The second part of this book is all about the new financial architecture. It is not just coming from Silicon Valley but also from London, Frankfurt, Tokyo, Beijing, and throughout Scandinavia. It is truly a global phenomenon in which countries are escaping from the grasp of a banking system that they all too often see as an old-boy's club of poorly managed, overpaid, and incompetent bankers who do not have their customers' interests at heart and are poor at managing risk.

Furthermore, astounding technological advances have been achieved in the past four years, allowing powerful applications to be implemented for the first time. Wide-reaching and powerful programs developed by PayPal, for instance, have migrated to companies like Palantir and are now being used for mass solutions for storage, security, research, applications, and computation. In short, capacity is expanding now at a 2× rate, as predicted by Moore's Law. It is actually happening at a rate that is dozens of times faster.
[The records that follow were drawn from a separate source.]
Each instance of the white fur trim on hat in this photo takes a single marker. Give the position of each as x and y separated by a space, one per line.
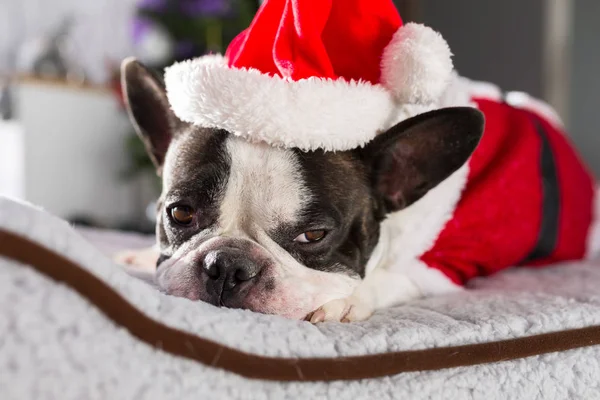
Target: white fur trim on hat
308 114
416 65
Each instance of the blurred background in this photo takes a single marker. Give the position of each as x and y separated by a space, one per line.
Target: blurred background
66 143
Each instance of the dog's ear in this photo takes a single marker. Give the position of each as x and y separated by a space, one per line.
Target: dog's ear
148 109
417 154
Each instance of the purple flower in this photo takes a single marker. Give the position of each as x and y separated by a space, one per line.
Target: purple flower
154 5
140 27
205 8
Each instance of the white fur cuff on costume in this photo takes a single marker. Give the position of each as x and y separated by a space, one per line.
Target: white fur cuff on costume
309 114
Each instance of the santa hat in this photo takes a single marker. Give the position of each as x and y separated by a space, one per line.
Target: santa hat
311 74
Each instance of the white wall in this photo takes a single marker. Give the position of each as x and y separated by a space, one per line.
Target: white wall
74 153
102 30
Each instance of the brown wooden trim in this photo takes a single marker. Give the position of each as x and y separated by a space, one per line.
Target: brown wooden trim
184 344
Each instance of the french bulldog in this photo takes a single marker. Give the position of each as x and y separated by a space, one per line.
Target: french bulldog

Companies like Alibaba, Palantir, Intuit, Mint, Indinero, and Tencent, among dozens of others, are at the forefront of new forms of funding, analysis, research, credit checking, trading, and lending that are causing banks deep anxiety. These same banks, however, are so big and have so many entrenched interests to protect that they seem institutionally paralyzed from acting. The resulting tug-of-war is a fascinating phenomenon; in short periods of time, new industries are developing that can offer efficient and inexpensive financial services in a timely, legal, and fair way. These same institutions are also gathering around them the younger people who are disenchanted by institutions they perceive as engaging in criminal activity.

This book asks the question that was posed to me in discussions with Fred Feldkamp while he reviewed the final draft of this book. Fred is probably one of the best financial lawyers I have met and author of Financial Stability: Fraud, Confidence, and the Wealth of Nations.* Fred challenged me as follows: Does the new world of algorithmic “bots” of financial technology end the ability of banks to extract artificially high spreads forever? Will the world will be better for it? Does the discussion of the toxicity of high LDRs in Part One of this book reveal just how much we let governements and universal investment bankers dupe us into losing trillions of dollars by generating what was, in hindsight, a system that thrived on picking off investors and businessmen, seriatim, by pretending there was a magical myth to the business of banking? We need to ask ourselves this question and whether regulators will allow a new form of finance to thrive and bloom in the face of global universal bankers who are seeing their worlds being swept away—gone with the wind.

Lastly, too much of the intellectual framework of modern finance has been shown up as either insufficient or out of touch with the realities of a broken credit system. I tell my students to explain their ideas as if they are talking to their grandmothers. I do the same when I teach. This book is about credit for grandmothers. We keep it simple. It is a simple “how to invest in multiple asset classes using the credit cycle” and is a useful guide for those who are in the business of political risk analysis. And we can get a front row seat in this technological slugfest as new and exciting upstart companies compete head-to-head with monolithic financial institutions, a few of which may just collapse under their own weight.